2. The boom in greenhouses and conservatories in the mid to late 1800s was fuelled by cheaper glass and new constructions methods and heating equipment that made them more affordable.
3. At the same time, middle-class women were expected to direct the household servants more and do less themselves, leaving time for ‘genteel pursuits’ they were now expected to take up – including gardening.
4. Pot plants were being brought in from the garden as early as the 1700s as they became more common in London on balconies and window sills. Thomas Fairchild was an expert ‘nurseryman and florist’ in Hoxton who wrote The City Gardener in 1722.
5. A painting can speak volumes about the way we live with plants indoors and our favourites in times gone by:
Front Room, Islington High Street from 1968 shows the popular taste for rubber plants and philodendrons, as well as the persistence of cyclamens, daffodils and hyacinths as flowering choices (by Frank Straton).

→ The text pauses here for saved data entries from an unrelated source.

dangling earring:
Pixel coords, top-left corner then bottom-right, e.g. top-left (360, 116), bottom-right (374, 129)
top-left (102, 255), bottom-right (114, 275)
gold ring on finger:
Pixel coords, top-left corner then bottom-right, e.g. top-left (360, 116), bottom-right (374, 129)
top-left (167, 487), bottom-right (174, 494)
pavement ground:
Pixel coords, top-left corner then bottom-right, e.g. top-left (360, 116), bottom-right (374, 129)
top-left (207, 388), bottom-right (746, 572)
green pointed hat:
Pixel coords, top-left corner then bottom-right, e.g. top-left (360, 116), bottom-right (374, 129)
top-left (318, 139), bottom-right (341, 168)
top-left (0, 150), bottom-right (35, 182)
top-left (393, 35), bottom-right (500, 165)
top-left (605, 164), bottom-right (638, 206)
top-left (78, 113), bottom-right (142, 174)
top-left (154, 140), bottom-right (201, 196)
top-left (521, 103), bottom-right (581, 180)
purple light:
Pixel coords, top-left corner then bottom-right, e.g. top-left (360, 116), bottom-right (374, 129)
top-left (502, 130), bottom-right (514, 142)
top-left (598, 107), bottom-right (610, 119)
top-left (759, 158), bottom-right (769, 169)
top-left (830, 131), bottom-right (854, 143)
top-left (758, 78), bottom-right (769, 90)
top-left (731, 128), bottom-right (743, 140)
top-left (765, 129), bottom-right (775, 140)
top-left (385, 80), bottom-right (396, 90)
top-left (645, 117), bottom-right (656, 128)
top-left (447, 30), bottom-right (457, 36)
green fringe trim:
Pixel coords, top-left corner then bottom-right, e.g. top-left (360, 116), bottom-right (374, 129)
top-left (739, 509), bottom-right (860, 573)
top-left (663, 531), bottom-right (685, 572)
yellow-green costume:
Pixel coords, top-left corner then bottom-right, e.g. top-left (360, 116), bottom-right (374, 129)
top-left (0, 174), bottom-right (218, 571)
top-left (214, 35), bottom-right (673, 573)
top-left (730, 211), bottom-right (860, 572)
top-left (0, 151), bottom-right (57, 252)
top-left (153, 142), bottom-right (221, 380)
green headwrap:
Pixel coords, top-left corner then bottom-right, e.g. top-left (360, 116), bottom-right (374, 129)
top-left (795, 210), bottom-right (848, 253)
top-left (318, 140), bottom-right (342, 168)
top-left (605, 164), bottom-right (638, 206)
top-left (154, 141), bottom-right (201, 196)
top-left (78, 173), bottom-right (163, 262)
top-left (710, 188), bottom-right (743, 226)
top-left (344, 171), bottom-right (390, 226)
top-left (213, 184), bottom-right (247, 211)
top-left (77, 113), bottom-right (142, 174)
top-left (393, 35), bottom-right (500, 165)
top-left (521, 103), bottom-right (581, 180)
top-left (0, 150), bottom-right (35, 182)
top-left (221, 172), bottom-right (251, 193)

Window Plants by John Nash in 1945 shows a lady snoozing at her window which is laden with an amaryllis, easter cactus, aloe, geraniums and a campanula. There is also the trusty aspidistra in a nifty bamboo stand by her side.
And in Interior with a Couple Playing Cards we see the Victorians love of ferns and palms, and a luscious black and gold ceramic pot (Nancy Adair Sabine Pasley, 1865–1903).